[Column] Ryan Mer: Why building a culture of cyber awareness should start at the top
As more companies recognise the importance of taking measures to protect themselves and their customers by installing sophisticated malware detection systems, and utilising the services of cyber security experts, they may not be assisting their internal stakeholders who are the custodians of much of their data, otherwise known as employees, to safeguard themselves against attack.
Companies frequently organise wellness days for physical and mental health awareness, or team building and feel-good events, but few, if any, take steps to teach safe and healthy digital practices. Setting an example from the top of the company down is the best place to start instilling good ‘digital hygiene’ at every level of a company’s structure.
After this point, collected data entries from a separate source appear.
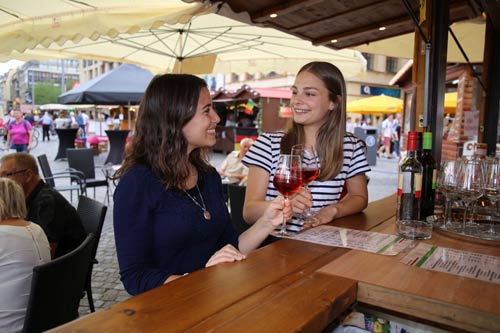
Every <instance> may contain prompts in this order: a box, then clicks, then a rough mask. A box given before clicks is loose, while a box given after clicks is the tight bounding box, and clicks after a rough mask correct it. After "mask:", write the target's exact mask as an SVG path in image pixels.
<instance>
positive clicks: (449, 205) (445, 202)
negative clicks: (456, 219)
mask: <svg viewBox="0 0 500 333" xmlns="http://www.w3.org/2000/svg"><path fill="white" fill-rule="evenodd" d="M444 200H445V201H444V224H443V229H446V228H447V226H448V225H450V224H451V218H450V207H451V198H449V197H445V199H444Z"/></svg>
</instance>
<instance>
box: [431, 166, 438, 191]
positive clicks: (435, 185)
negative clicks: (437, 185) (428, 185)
mask: <svg viewBox="0 0 500 333" xmlns="http://www.w3.org/2000/svg"><path fill="white" fill-rule="evenodd" d="M436 183H437V170H436V169H434V170H432V189H433V190H435V189H436Z"/></svg>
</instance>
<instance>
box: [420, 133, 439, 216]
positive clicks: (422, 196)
mask: <svg viewBox="0 0 500 333" xmlns="http://www.w3.org/2000/svg"><path fill="white" fill-rule="evenodd" d="M423 138H424V140H423V146H422V148H423V150H422V155H421V156H420V157H419V158H418V161H419V162H420V163H421V164H422V170H423V172H422V201H421V204H420V219H421V220H425V219H426V218H427V217H428V216H430V215H433V214H434V200H435V197H436V181H437V163H436V160H435V159H434V157H433V156H432V133H431V132H425V133H424V134H423Z"/></svg>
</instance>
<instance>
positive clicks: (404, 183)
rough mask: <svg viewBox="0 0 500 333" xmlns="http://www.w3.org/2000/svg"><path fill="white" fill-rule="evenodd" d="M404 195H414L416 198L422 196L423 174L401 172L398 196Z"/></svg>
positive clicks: (417, 173) (399, 179)
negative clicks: (422, 178)
mask: <svg viewBox="0 0 500 333" xmlns="http://www.w3.org/2000/svg"><path fill="white" fill-rule="evenodd" d="M412 176H413V182H412ZM403 194H413V195H415V198H420V197H421V196H422V174H420V173H413V172H401V173H400V174H399V176H398V196H402V195H403Z"/></svg>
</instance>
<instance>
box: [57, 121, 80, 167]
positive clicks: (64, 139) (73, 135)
mask: <svg viewBox="0 0 500 333" xmlns="http://www.w3.org/2000/svg"><path fill="white" fill-rule="evenodd" d="M76 132H78V128H56V133H57V137H58V138H59V147H58V149H57V155H56V158H54V161H55V160H58V159H64V158H66V149H67V148H73V147H74V146H75V139H76Z"/></svg>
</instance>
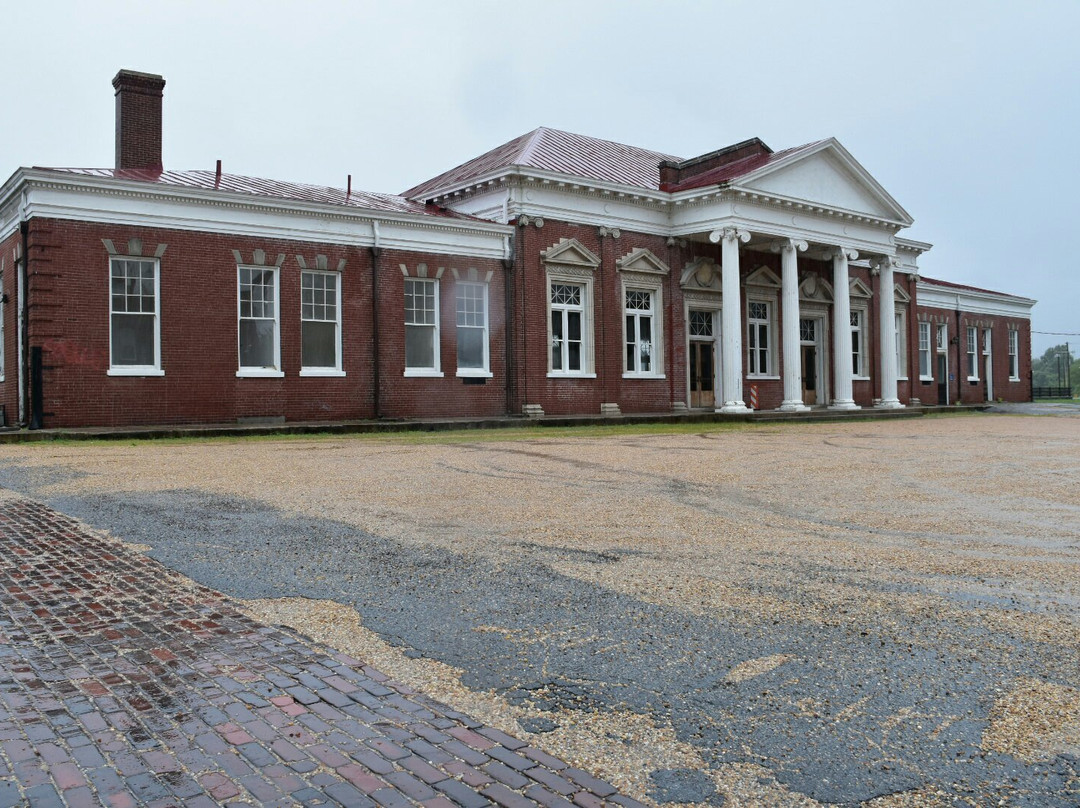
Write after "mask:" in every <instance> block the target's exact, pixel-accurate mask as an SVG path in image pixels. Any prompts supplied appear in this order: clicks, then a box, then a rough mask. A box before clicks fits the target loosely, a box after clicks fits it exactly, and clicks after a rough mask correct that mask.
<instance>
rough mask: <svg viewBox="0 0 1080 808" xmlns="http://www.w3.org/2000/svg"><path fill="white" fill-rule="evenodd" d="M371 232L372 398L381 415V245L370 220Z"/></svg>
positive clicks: (381, 407)
mask: <svg viewBox="0 0 1080 808" xmlns="http://www.w3.org/2000/svg"><path fill="white" fill-rule="evenodd" d="M372 232H373V234H374V237H375V240H374V241H373V242H372V352H373V363H372V388H373V390H372V398H373V402H372V403H373V404H374V406H375V417H376V418H381V417H382V391H381V390H380V389H379V377H380V374H379V364H380V361H379V255H380V254H381V253H382V247H381V246H380V245H379V223H378V221H376V220H373V221H372Z"/></svg>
With the advent of remote working, and load shedding that has forced many people to seek connectivity in coffee shops, internet cafes and on other public networks, our cell phones, laptops, and tablets are even more exposed. The first step in leading from the top is being a pioneer of cyber security measures and consistently communicating these to staff through customised education and training.
It's equally important to appreciate that there’s a technical component to cyber awareness that can present a learning curve for some staff members. This makes having robust, automated systems that serve as an extra check and balance critical for businesses today, especially those in the SME sector, who will have a much harder time recovering from the financial consequences following a security breach or act of fraud.
Training in identifying suspect emails and dodgy attachments is also useful for staff, who may easily be convinced to proceed with actioning a payment request from the CFO or open a proof of payment document from an unknown vendor. Most of us know that revealing a PIN number or One Time PIN is a complete no-no. But it bears repeating that there isn’t a reputable company anywhere that will call and ask you to disclose this information, so helping employees to understand the consequences of gullibility can also go a long way in preventing a cyber disaster. Cyber threats are often thought of alongside images of a lone hacker in a hoodie, but because cyber criminals are financially motivated, they run their operations like a business and can be very persuasive when targeting victims.
Payment fraud is amongst the most common weaknesses in companies and occurs when invoice payments and salary runs are being processed. A platform like eftsure can mitigate the risks of such fraud, by automatically verifying and re-checking the integrity of the payment details of every company payment prior to payment release. Real-time prevention is the first line in a company’s defence against fraud and can avert loss of funds, lengthy system shutdowns, forensic investigations and other costly remediation measures after a security breach has been detected.
Most internal IT departments can teach your staff preventative measures to avoid cyberattacks, but whether you use in-house resources or outsource to experts in the cyber security field, it is important that your company first and foremost takes steps to protect itself. By demonstrating that you take everyone’s cyber safety seriously – both inside and outside the organisation - you will be showing responsible leadership and awareness that modern-day threats pose to the stability of your enterprise.